Well I had a bunch of Doom maps last month that I actually found really fun, and I thought for a while I had found temporary respite from some of the malaise and ennui I sometimes felt when playing new maps. Plus, maybe I'd manage more than one post in a month. However, then I got distracted by Crawl again since 0.7 came out and there's another tournament on. I even woke myself up in the middle of the night to watch the start of it, because it's always fun watching people attempt crazy speedruns to get the first win.
I gave up trying to actually play Crawl properly a long time ago. Fortunately, since it is an open source game, I can patch it to make it easier. You can argue that that's cheating, and it is, in fact the commit messages of my patches start with "CHEAT:" to make them obvious. But as I see it, I don't have to follow someone else's rules if I don't find them fun. I'm not playing competitively or going on forums and bragging about having won a hundred games, I'm just trying to have fun.
Fun is a subjective thing. If your game is too easy, it gets boring. The Crawl developers will tell you they want their game to be fun for players for years. However, they are mostly people who have played a lot in the past and have many wins to their name. As I see it, they make the game harder so it is still a challenge to themselves and the best players in the world. (And having said that, apparently, Crawl, in its current form, the Stone Soup variant as it is now, is a lot easier than it used to be, than the newest versions of the long-since-dead "official" version.)
On the other hand, if your game is too hard, it gets frustrating. This is especially the case when you know there's a load of cool stuff in the game that you never get to see because you die before you get that far. This feels especially the case for the type of character I like to play (spellcasters) since quite often I would not find any spellbooks other than the one I started with. Having to play the first half dozen dungeon floors over and over again, doing the tedious item identification dance repeatedly, only to die before the game gets interesting, dozens of times, over and over again, got old fast. The developers and top players don't have this problem because they've seen and done all the cool stuff already.
Another thing is that I don't care about winning. If you're a game designer you have to work under the assumption that your players are trying to win. You must balance the game that winning - whatever that means - is difficult, but not impossible.
In Crawl this means retrieving an artefact known as the Orb of Zot and taking it out of the dungeon. In order to do this you must find three items called Runes of Zot first. These are used to open the gates to the domain in which the Orb is found. Compare NetHack's invocation ritual - however in Crawl there are a total of fifteen runes available and you can use any three you like. Runes are located at the ends of variously themed dungeon branches which have different challenges to reach their ends. (E.g. if your primary way of doing damage is with fire, a branch full of fire-resistant monsters will be harder to retrieve a rune from.)
So, the game is balanced under the assumption that the player will try to get three runes, then enter Zot and fetch the Orb. This is a difficult, but not impossible, task: every possible character race+background combination has been won on the public servers at least once. Alternatively he can try to get all fifteen types of rune by doing all the branches. This is more difficult, obviously.

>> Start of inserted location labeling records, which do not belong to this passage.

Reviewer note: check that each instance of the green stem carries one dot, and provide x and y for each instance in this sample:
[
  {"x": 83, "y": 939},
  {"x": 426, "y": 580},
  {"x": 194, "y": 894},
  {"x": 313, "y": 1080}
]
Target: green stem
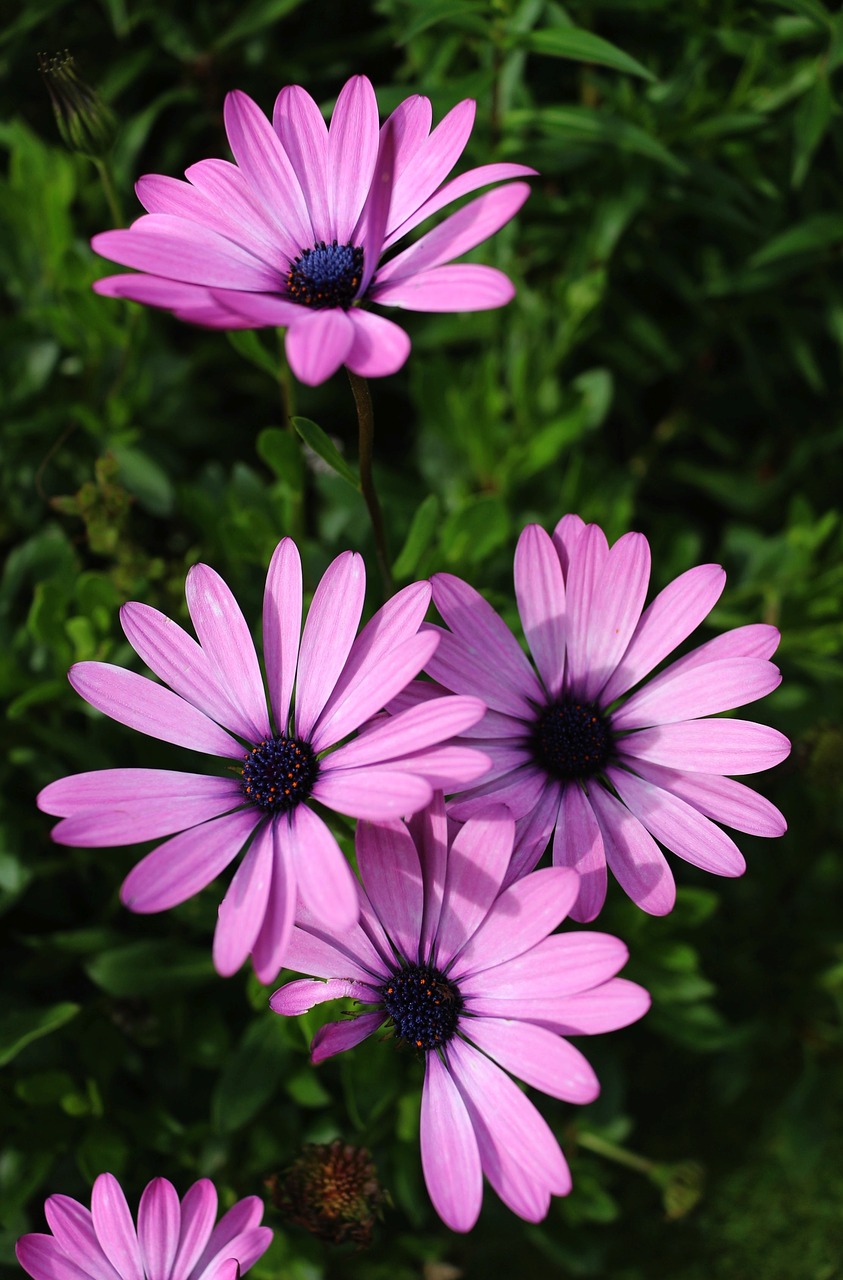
[{"x": 366, "y": 423}]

But as I said, I don't care about that. If I win, the game ends and I have to start all over again. It's no different from dying! What I want to do is make a powerful character that can knock the entire dungeon over. I enjoy working towards making such characters, working up their skills to get the powerful spells castable, and so on. I also like the feeling when you find a really nice bit of artefact equipment. I would prefer it if the dungeon was much larger and more or less went on forever. (There are infinitely large dungeon branches in Crawl, but they're mostly full of demons, and there's a lot more monster variety in the game than just demons...) Obviously this is playing the game nothing like the developers intend players to behave. So, I tweak the game so I can play more like how I want to play. I fully accept I'm not playing the same game as everyone else.
Finally, there is the simple fact that changing the rules of the universe is fun. Seeing the universe one way and then changing something and the universe is suddenly different is great. You could probably do some armchair psychology here and go on about how how this is some power/control issue stemming from my having so little control over the real universe, but I never intended to write such an introspective article.
So anyway, that's some thoughts about Crawl, and game design, fun, and why I don't like closed source games. If you got this far, thanks for reading.